Doch ernsthaft: Ungezählte Male bin ich gerade noch so einem Unfall entgangen. „Wie durch ein Wunder“ sagen wir dann. Letzten Herbst warf der Sturm eine dreißig Meter hohe Pappel auf unser Haus. Sie verwüstete den Garten, blockierte die Straße und tangierte Nachbargrundstücke. Ich kann es nur als Wunder bezeichnen, dass dabei kein Mensch, nicht einmal fremdes Eigentum, zu Schaden kam.

Vor allem die Natur ist für mich voller Wunder.

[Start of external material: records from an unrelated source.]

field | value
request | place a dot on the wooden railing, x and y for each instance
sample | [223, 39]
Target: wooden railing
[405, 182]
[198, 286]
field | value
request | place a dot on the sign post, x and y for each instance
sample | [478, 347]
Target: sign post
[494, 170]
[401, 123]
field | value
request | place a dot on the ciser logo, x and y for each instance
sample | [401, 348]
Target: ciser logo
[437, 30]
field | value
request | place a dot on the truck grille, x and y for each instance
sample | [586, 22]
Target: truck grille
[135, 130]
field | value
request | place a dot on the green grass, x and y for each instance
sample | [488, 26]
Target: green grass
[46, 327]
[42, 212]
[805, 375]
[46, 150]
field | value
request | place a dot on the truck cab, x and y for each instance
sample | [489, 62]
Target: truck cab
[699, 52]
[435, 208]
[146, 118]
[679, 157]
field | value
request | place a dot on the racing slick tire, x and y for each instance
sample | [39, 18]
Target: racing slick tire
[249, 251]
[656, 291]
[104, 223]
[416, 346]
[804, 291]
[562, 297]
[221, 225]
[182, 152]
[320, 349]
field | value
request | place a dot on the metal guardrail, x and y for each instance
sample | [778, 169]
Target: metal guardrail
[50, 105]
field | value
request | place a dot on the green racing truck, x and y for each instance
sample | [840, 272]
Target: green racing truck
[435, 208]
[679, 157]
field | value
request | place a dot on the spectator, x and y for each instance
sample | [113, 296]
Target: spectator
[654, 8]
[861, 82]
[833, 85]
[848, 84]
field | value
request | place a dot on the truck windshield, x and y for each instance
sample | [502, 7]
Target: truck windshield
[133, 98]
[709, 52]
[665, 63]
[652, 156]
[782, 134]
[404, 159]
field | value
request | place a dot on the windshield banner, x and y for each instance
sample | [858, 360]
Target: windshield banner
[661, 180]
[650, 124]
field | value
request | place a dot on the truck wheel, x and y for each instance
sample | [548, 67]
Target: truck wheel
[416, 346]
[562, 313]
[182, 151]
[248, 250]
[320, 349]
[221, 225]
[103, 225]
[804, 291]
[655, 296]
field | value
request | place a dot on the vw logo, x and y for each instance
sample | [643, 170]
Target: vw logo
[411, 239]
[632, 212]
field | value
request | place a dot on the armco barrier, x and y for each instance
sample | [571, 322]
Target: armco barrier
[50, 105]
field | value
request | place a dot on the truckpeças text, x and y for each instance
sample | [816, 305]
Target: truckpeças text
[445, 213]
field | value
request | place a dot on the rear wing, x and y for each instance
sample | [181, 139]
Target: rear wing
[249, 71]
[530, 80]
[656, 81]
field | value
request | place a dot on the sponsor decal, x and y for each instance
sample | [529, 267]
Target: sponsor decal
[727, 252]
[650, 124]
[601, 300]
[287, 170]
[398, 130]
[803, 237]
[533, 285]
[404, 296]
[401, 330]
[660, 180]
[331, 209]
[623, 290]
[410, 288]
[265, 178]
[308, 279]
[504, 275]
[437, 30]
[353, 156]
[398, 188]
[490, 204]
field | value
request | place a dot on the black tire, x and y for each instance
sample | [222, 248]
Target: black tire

Der Liederdichter Paul Gerhardt, der die Schrecken und Nöte des 30jährigen Krieges erleiden musste, hat in dem Lied „Geh aus mein Herz und suche Freud“ vieles aufgezählt, was ihn um sich herum entzückte, von der Schönheit der Blumen bis zum Gesang der Nachtigall. Er wollte damit seine Frau erheitern, die zur Schwermut neigte, und schuf ein Lied, das noch nach Jahrhunderten viele beglückt. Ich bestaune die Genauigkeit, mit der täglich tausende Flugzeuge sicher starten und landen und erst recht die Präzision, mit der künstliche Satelliten in den Weltraum geschossen und dort miteinander verbunden werden.

Ich bewundere, wie die Organe meines. Körpers ohne mein Zutun zusammen wirken und mein Leben ermöglichen. Klimawandel, Insektensterben und Umweltzerstörung machen mir erst richtig bewusst, wie kunstvoll vor dem Eingriff des Menschen alles aufeinander abgestimmt war, um die Entwicklung vielfältigen Lebens bis hin zum Menschen zu ermöglichen. Ich kann das nicht alles für Zufall halten. Es sind für mich unerklärliche Kräfte, die dafür sorgen, dass junge Tiere ins Leben finden, Zugvögel an ihr Ziel gelangen und Fische zu ihren Laichplätzen geleitet werden.

Freilich besteht das Leben nicht nur aus Wundern. Leben lebt davon, dass anderes Leben stirbt und zur Nahrung wird. Es ereignen sich Unglücke, und es gibt Leid. Und vor allem geht es auf Erden ungerecht zu. Gerechtigkeit erwarten wir erst im Himmelreich. Gott straft das Böse nicht und belohnt auch nicht das Gute, jedenfalls nicht auf Erden. Er lässt zu, dass es Bösen gut und Guten schlecht geht. Ich denke, Gott hat, indem er Mensch wurde, auf seine Allmacht verzichtet. .So muss ich damit leben. dass es in dieser Welt ungerecht zugeht. Aber ich darf mich an vielen schönen Wundern erfreuen.